Kedua, kesaksian Abdurrahman seorang tabi’in yang shalat di belakang 18 sahabat,
عَنْ عُيَيْنَةَ بْنِ عَبْدِ الرَّحْمَنِ، قَالَ: كُنْتُ مَعَ أَبِي فِي الْمَسْجِدِ، فَرَأَى رَجُلًا صَافًّا بَيْنَ قَدَمَيْهِ، فَقَالَ: أَلْزَقَ إِحْدَاهُمَا بِالْأُخْرَى، لَقَدْ رَأَيْتُ فِي هَذَا الْمَسْجِدِ ثَمَانِيَةَ عَشَرَ مِنْ أَصْحَابِ النَّبِيِّ صَلَّى اللهُ عَلَيْهِ وَسَلَّمَ، مَا رَأَيْتُ أَحَدًا مِنْهُمْ فَعَلَ هَذَا قَطُّ
“Dari ‘Uyainah bin 'Abdirrahman ia berkata, pernah aku bersama ayahku di masjid. Ia melihat seorang lelaki yang shalat dengan merapatkan kedua kakinya. Ayahku lalu berkata, ‘orang itu menempelkan kedua kakinya, sungguh aku pernah melihat para sahabat Nabi Shallallahu’alaihi Wasallam shalat di masjid ini selama 18 tahun dan aku tidak pernah melihat seorang pun dari mereka yang melakukan hal ini."
(HR. Ibnu Abi Syaibah, Al Mushannaf, 2/109)
Ketiga, hadits dari Rifa’ah bin Rafi,
ثُمَّ اعْتَدِلْ قَائِمًا ثُمَّ اسْجُدْ فَاعْتَدِلْ سَاجِدًا
"Kemudian tegak luruslah dalam keadaan berdiri, lalu sujud dan luruskan (sujudnya)."
(HR. Tirmidzi, Sunan At-Tirmidzi, 2/100)
Keempat, hadits dari Abu Humaid As-Sa’idi,
وَاسْتَقْبَلَ بِأَطْرَافِ أَصَابِعِ رِجْلَيْهِ الْقِبْلَةَ
"Dan beliau menghadapkan jari-jari kedua kakinya kearah kiblat."

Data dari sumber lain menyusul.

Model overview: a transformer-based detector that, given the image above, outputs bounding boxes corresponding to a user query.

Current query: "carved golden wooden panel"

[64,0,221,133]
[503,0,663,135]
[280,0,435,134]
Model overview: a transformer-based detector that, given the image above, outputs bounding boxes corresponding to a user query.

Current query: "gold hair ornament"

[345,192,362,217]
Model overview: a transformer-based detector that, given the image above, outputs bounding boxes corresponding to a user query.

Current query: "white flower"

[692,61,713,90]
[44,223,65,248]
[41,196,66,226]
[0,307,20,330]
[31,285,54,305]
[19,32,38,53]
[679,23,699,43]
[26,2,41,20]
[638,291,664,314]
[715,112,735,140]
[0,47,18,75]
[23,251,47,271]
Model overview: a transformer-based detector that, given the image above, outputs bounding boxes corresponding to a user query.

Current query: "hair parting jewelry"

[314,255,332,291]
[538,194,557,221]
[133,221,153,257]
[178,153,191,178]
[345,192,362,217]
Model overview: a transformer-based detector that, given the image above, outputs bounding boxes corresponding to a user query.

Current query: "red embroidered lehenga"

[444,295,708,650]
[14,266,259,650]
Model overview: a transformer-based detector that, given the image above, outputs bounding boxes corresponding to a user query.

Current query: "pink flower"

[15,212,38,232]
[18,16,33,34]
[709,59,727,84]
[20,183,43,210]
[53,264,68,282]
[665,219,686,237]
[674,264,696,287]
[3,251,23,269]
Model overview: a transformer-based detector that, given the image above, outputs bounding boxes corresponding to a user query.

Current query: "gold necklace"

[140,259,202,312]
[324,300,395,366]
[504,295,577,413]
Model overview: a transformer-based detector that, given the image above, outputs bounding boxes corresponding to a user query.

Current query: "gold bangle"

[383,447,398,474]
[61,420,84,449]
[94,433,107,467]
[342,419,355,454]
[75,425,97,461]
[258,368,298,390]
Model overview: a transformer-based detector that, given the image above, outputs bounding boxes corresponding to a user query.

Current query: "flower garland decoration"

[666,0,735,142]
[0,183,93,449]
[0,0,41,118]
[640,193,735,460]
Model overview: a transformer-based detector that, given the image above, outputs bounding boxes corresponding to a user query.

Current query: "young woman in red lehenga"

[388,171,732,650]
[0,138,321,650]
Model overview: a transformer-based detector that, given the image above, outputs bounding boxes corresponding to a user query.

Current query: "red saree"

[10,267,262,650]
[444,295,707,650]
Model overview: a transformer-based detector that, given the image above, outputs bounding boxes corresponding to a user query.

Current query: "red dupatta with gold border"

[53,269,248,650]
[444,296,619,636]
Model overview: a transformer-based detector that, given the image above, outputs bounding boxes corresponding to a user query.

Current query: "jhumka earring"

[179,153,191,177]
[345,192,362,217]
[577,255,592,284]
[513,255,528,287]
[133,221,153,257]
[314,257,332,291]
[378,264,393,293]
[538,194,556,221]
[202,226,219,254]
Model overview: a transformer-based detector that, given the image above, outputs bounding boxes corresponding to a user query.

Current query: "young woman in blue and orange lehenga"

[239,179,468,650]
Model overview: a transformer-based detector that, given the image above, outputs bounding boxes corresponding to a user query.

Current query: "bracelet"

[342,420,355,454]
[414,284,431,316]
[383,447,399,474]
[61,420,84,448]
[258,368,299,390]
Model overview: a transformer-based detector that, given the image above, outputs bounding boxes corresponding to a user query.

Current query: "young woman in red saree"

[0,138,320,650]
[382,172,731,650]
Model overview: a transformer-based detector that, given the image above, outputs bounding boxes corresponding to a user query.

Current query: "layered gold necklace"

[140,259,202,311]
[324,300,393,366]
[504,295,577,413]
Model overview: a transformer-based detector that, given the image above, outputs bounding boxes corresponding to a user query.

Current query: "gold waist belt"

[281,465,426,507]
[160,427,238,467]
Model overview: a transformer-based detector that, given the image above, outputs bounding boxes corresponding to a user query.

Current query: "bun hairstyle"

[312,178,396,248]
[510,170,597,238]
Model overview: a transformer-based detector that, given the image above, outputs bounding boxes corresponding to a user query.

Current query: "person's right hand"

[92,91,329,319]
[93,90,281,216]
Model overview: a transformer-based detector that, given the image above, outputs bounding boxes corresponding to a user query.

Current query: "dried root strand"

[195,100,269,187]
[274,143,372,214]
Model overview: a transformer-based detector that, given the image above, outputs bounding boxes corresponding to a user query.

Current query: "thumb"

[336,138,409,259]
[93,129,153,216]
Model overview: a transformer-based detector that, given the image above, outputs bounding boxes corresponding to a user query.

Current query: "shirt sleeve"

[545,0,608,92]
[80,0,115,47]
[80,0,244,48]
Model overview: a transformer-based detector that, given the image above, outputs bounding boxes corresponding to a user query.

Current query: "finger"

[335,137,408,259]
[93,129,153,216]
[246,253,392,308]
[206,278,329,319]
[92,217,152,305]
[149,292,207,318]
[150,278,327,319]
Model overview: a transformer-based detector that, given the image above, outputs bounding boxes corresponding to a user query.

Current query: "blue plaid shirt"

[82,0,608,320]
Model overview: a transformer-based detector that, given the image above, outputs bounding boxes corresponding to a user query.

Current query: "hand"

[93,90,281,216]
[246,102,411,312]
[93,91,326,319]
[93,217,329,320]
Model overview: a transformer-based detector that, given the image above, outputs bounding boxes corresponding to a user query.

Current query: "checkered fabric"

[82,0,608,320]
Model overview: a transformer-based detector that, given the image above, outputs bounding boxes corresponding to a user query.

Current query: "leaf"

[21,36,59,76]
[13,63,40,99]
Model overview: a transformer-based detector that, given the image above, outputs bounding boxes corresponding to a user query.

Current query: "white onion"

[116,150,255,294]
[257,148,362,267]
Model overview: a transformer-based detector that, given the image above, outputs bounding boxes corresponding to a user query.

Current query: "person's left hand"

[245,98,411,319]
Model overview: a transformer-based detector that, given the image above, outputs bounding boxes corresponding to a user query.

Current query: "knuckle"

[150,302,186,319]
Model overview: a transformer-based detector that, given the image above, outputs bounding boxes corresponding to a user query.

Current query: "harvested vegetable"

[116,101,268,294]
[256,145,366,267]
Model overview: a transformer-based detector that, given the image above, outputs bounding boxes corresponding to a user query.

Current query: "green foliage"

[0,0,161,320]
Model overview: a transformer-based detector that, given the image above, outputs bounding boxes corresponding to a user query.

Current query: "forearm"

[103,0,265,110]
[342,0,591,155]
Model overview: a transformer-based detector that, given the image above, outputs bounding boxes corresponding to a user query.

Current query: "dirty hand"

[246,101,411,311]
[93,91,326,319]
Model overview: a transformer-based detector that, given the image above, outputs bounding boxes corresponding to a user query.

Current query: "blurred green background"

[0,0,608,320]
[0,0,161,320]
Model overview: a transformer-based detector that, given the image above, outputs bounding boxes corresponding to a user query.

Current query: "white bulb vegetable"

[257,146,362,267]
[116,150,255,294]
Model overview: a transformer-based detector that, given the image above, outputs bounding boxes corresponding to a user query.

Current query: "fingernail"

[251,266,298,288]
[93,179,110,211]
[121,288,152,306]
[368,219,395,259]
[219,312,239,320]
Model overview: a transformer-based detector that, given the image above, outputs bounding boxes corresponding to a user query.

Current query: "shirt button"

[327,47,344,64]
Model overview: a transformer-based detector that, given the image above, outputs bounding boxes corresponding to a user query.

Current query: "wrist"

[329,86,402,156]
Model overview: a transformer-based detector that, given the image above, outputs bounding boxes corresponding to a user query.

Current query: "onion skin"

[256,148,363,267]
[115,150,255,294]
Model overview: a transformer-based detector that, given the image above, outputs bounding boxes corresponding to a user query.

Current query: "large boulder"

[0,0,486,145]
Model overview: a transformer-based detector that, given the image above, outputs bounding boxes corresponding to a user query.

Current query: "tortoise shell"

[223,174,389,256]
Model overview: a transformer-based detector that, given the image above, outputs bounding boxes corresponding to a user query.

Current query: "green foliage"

(HR. Bukhari, Shahih Al-Bukhari, 1/165)
Posisi sebelum sujud adalah qiyam I’tidal. Sedangkan dalam posisi qiyam I’tidal disyariatkan untuk merenggangkan kaki, bukan merapatkannya. Begitu pula dalam posisi sujud kita diperintahkan untuk meluruskan sujudnya, tentu saja maksudnya posisi kaki direnggangkan sehingga sejajar dengan bahu, sebagaimana I’tidal dalam qiyam shalat, bukan dengan cara dirapatkan. Disamping itu, dalam hadits Abu Humaid As-Sa’idi disyariatkan untuk menghadapkan jari-jari kaki ketika sujud ke arah kiblat, maka yang paling memungkinkan adalah dengan cara merenggang kaki bukan dengan cara dirapatkan. Karena itu hadits Aisyah yang diriwayatkan oleh Imam Muslim dengan berbagai qarinah di atas, sebagai tahqiq ihtimal bahwa posisi kaki Rasulullah Shallallahu’alaihi Wasallam waktu itu adalah direnggangkan bukan dirapatkan.
Dengan demikian kesimpulannya :
Pertama, hadits yang dijadikan dalil sharih merapatkan telapak kaki ketika sujud haditsnya dhaif sehingga tidak dapat dijadikan hujjah.
Kedua, hadits Aisyah yang shahih tidak dapat dijadikan dalil merapatkan telapak kaki, karena masih ihtimal antara merapatkan dan tidak.
Ketiga, tahqiq ihtimalnya adalah direnggangkan bukan dirapatkan berdasarkan qarinah hadits-hadits lain.
Keempat, kaifiyat posisi telapak kaki ketika sujud adalah direnggangkan, bukan dirapatkan.